The electrical energy plant in Figure 7.1 converts energy from one form to another form that can be more easily used. This type of generating plant starts with underground thermal energy (heat) and transforms it into electrical energy that will be transported to homes and factories. Like a generating plant, plants and animals also must take in energy from the environment and convert it into a form that their cells can use. Energy enters an organism’s body in one form and is converted into another form that can fuel the organism’s life functions. In the process of photosynthesis, plants and other photosynthetic producers take in energy in the form of light (solar energy) and convert it into chemical energy, glucose, which stores this energy in its chemical bonds. Then, a series of metabolic pathways, collectively called cellular respiration, extract the energy from the carbon–carbon bonds of glucose and convert it into a form that all living things can use—both producers, such as plants, and consumers, such as animals.

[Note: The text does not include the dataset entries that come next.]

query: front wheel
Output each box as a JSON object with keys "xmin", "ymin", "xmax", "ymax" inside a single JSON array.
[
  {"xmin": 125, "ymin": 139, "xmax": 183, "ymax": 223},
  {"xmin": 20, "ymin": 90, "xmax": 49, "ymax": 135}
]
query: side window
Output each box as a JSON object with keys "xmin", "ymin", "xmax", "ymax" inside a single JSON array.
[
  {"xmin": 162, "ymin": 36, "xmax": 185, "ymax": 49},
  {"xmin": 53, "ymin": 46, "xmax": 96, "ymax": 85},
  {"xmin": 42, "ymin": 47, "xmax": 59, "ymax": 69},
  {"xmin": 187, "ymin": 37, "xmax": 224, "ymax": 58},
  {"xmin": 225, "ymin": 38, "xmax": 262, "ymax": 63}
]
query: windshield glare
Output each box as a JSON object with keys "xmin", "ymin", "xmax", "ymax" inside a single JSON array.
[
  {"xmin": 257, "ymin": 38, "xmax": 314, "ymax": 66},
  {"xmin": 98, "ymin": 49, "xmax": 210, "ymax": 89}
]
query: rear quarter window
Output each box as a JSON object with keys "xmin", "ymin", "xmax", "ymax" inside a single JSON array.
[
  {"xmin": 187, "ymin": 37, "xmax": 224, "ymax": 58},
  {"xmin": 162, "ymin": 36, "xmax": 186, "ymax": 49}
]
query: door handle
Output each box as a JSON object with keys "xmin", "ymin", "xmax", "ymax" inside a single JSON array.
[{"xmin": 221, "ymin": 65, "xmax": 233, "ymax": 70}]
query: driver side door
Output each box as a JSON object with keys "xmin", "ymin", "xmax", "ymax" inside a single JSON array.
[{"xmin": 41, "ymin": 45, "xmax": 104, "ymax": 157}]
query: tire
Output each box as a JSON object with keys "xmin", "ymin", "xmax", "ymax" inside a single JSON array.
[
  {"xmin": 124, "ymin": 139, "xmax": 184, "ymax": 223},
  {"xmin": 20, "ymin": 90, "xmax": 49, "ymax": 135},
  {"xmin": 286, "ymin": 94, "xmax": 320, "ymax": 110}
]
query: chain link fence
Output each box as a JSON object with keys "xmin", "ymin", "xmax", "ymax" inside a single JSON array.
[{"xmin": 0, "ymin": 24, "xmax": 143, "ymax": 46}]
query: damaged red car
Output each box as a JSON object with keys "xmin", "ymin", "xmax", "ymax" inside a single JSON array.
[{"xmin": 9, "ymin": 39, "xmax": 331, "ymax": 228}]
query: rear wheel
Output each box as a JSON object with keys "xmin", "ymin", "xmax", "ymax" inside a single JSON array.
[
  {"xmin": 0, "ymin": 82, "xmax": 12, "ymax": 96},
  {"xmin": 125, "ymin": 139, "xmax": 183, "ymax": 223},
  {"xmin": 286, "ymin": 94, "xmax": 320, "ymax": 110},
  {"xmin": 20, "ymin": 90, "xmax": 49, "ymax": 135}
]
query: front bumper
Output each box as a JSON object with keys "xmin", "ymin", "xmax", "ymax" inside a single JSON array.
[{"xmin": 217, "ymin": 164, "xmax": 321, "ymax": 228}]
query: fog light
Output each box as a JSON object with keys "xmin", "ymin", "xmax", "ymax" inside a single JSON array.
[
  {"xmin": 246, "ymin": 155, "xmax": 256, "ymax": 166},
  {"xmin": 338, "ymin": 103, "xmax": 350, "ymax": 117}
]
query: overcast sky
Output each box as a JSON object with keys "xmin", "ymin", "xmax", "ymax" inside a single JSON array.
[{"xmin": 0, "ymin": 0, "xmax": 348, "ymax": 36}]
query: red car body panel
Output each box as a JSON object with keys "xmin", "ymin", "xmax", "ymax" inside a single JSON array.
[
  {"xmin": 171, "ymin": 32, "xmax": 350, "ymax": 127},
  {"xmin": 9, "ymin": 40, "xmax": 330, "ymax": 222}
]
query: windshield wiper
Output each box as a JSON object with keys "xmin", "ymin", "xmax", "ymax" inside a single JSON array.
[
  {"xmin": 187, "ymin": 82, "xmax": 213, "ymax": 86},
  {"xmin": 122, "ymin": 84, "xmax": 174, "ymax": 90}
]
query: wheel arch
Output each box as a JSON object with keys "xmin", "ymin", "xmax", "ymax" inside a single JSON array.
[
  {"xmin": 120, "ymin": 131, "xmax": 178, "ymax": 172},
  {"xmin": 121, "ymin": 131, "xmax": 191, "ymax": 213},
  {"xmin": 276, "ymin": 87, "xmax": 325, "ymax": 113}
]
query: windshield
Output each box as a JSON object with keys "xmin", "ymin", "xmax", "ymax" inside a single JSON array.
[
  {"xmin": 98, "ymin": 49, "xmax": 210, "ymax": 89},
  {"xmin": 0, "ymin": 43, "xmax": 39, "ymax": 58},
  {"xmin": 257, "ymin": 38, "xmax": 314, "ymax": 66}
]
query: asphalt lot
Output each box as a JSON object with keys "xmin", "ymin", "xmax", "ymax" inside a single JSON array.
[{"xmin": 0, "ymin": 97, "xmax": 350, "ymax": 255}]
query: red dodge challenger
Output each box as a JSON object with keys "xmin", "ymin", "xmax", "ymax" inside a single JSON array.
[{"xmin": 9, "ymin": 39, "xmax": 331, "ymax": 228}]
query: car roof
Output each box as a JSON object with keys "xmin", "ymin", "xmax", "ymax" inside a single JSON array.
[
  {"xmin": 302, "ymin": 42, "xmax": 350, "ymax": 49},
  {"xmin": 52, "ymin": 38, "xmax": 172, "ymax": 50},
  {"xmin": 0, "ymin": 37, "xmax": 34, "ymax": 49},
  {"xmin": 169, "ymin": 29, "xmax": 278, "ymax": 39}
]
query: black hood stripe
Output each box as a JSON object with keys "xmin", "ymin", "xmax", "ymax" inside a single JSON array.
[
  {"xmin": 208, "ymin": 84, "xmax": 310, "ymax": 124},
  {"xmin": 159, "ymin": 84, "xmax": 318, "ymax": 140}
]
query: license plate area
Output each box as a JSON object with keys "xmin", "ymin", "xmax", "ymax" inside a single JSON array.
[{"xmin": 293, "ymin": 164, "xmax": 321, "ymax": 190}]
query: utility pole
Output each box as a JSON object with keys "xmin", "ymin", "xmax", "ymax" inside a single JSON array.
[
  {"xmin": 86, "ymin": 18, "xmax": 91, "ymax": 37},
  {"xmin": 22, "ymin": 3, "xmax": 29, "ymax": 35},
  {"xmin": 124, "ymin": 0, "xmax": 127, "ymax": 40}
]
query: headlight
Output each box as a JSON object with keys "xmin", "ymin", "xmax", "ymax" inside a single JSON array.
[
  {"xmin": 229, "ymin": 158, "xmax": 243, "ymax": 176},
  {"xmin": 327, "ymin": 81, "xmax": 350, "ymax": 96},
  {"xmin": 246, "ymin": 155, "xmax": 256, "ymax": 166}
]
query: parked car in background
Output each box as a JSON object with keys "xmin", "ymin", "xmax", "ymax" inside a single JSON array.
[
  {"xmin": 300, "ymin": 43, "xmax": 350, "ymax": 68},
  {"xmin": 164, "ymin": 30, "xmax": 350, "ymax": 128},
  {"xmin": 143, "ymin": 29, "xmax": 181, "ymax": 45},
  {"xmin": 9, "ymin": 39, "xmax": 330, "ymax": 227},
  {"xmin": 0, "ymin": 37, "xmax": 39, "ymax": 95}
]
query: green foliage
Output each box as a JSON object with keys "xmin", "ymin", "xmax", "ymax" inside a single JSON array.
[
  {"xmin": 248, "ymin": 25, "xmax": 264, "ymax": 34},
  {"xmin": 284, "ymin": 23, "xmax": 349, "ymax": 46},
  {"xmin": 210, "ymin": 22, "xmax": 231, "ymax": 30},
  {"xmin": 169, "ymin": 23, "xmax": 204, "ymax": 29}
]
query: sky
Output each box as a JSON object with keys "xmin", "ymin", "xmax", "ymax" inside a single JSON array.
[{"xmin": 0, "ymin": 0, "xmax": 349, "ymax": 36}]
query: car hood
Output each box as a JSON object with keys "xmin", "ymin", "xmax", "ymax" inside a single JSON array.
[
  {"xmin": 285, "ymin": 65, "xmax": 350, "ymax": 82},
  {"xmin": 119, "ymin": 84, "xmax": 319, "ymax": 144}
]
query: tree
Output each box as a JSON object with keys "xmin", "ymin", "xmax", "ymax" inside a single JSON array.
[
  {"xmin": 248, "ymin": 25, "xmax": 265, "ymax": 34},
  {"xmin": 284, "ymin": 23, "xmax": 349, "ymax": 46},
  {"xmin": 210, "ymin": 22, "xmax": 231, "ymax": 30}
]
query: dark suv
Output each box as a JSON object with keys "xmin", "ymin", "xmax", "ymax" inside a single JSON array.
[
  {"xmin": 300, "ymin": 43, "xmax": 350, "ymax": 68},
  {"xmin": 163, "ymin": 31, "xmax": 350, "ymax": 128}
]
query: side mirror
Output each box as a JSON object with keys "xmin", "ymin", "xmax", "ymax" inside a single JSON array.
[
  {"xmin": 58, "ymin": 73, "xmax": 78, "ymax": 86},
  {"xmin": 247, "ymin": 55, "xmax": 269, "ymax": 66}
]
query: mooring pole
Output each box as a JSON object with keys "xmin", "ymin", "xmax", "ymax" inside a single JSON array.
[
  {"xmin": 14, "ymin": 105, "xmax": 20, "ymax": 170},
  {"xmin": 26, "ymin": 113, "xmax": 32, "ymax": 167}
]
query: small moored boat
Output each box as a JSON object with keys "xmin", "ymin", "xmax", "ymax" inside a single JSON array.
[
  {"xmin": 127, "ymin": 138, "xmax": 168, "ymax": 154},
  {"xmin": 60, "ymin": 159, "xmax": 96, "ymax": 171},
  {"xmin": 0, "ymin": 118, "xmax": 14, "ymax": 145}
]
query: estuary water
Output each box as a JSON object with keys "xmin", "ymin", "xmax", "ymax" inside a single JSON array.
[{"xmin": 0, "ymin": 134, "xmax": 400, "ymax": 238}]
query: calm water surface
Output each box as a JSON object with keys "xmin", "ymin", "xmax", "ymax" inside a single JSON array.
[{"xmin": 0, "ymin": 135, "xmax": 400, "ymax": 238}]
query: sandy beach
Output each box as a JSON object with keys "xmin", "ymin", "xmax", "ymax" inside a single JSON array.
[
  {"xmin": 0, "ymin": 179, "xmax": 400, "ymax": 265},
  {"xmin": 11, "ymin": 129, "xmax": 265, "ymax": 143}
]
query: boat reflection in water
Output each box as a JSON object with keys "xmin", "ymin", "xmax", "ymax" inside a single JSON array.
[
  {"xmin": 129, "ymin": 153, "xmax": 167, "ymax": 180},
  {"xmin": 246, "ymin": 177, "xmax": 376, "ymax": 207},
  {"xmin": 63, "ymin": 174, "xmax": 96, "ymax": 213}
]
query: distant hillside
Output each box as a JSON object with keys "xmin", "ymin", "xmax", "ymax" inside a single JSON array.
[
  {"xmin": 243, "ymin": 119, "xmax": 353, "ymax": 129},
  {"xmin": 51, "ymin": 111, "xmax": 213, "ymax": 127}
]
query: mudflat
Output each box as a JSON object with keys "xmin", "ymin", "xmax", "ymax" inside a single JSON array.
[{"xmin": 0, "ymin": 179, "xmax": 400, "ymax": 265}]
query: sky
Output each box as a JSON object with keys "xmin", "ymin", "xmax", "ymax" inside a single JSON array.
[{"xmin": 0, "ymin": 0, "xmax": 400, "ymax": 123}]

Nearly all organisms perform glycolysis, the first part of both aerobic and anaerobic respiration. One of the key enzymes of glycolysis is pyruvate kinase. Without this enzyme, an organism will die because it is unable to convert nutrients into the energy it needs for survival. Scientists have taken advantage of that fact by blocking pyruvate kinase in some deadly parasites, such as the ones that cause African Sleeping Sickness and Chagas disease. Read more about this research here.
Before students begin this chapter, it is useful to review these concepts: Cell structure including mitochondria structure; structure of macromolecules including glucose, lipids, and proteins; transport of molecules across membranes including diffusion and facilitated transport.